狼男の恋物語

もなこ

狼男の恋物語

この森には、狼人間が住んでいる。


この狼人間たちには、古くから語り継がれてきたある話がある。




むかしむかし。


ある山に、狼人間が独りで住んでいた。


狼……と言っても、満月の夜に暴れることもなく、凶暴な爪も持っていなかった。


ただひとつ、人間と違うのは狼の耳を持っていることだけだった。


狼人間は、ずっと独りでいたわけではない。


子供のころは村に住んでいて、村の子供たちと仲良く遊んでいた。


ところがある日、ある子供が言った。


「きみはどうしてそんな耳をしているの?」


狼人間は、そこではじめて時分は周りと違うことに気づいた。


初めて会う人が、自分を見て驚く理由にも気づいた。


それからというもの、彼は帽子をかぶって耳を隠すようになった。


帽子の下を見て、驚かれることのないように。




やがて時間は過ぎ、そんな彼にも恋人ができた。


幸せを常に感じ、この幸せを守り抜くと誓った。


どんな時も帽子を被り続ける彼を不思議に思った彼の恋人は、ある時彼の帽子を脱がせてしまった。


そして──、彼女は悲鳴を上げた。


その頃には彼の耳の存在など誰も忘れ去っており、村中の騒ぎになった。


「そんな人間、見たことがない」


「お前は、何者なんだ」


「恐ろしい。
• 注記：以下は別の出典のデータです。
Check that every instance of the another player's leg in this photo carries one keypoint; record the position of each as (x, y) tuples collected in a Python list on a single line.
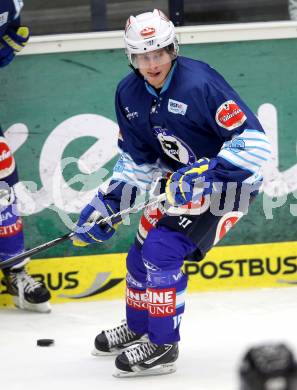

これは呪いだ」


「この村に災いが降りかかる前に出ていけ!」


彼はこの村に住む村人たちが好きだった。


好きだった──のに。


彼は村から追い出された。


まるで歪なものは排除すると言わんばかりに、遠い森へと追いやられた。




彼が森で独りで暮らすようになって数年がたった。


普段この森に訪れる者など誰もいない。


ある時、一人の人間が彼の家に迷い込んだ。


今日の夕食のために採ってきた野菜や狩った獲物を持って帰ってきた彼は、人間が自分の家の椅子に座っているのを見て言った。


「お前、誰だ」


振り返った人間を見ると、同じ歳くらいの女だった。


「勝手に入ってしまってすみません。道に迷ったんです」


彼女は美しい容姿に似合った凛とした声で言った。


森で暮らしている間、人間とはずっと会っていなかった。


久しぶりに会う人間に、彼は戸惑いを隠せなかった。


家出して来たという彼女は、何の縁か彼のいた村から来たらしい。


行くところがない彼女はここに泊めてほしいと彼に頼み込み、しばらく森で暮らすことになった。


「名前、なんていうの?」


「エリヤ」


「私はエラ。宜しく」


「宜しく……」




何日たっても、エラは何も訊いてはこなかった。


初めて見れば不自然であろう狼の耳にも、どうしてここで暮らしているのかも。


エリヤにとってそれはとても助かった。


心の傷をこれ以上見たくなかった。




一緒にいるうちに、エラになら自分のことを話してもいいような気がしてきた。


そして、経験したことを全て話した。


彼女は途中、決して口を挟まず、頷きながら聞いてくれた。


そして話し終わると、エリヤを抱きしめた。


「つらかったね。淋しかったね。もう独りじゃない、私がいる」


彼女は続けた。


「普通じゃないって何なんだろう。この世界に同じ人間なんて誰もいないのに、ひとと同じで在ろうとする。同じじゃなければ追い出すなんておかしいよね」


それはずっと、彼が欲しかった言葉だった。


荒れ果てた彼の心に、1輪の桃色の花が咲いた。


淡い色でとても儚いそれは、エリヤの恋だった。




二人は恋人同士になり、やがて子供が生まれた。




二人が歳をとって命の灯が消えても、その森には狼人間の子孫が住み続けた。




何百年も昔に作られたという2人の墓は、今も森の中にひっそりと佇んでいる。


今もほら、耳をすませば目の前の森から狼人間の声が聞こえる。


「同じ人も普通の人間もいないのに、勝手につくった普通の基準から離れている人を歪だと排除するなんて、人間って不思議な生き物だな」




狼人間たちはこれからも、語り継がれた話を受け継いでいくだろう。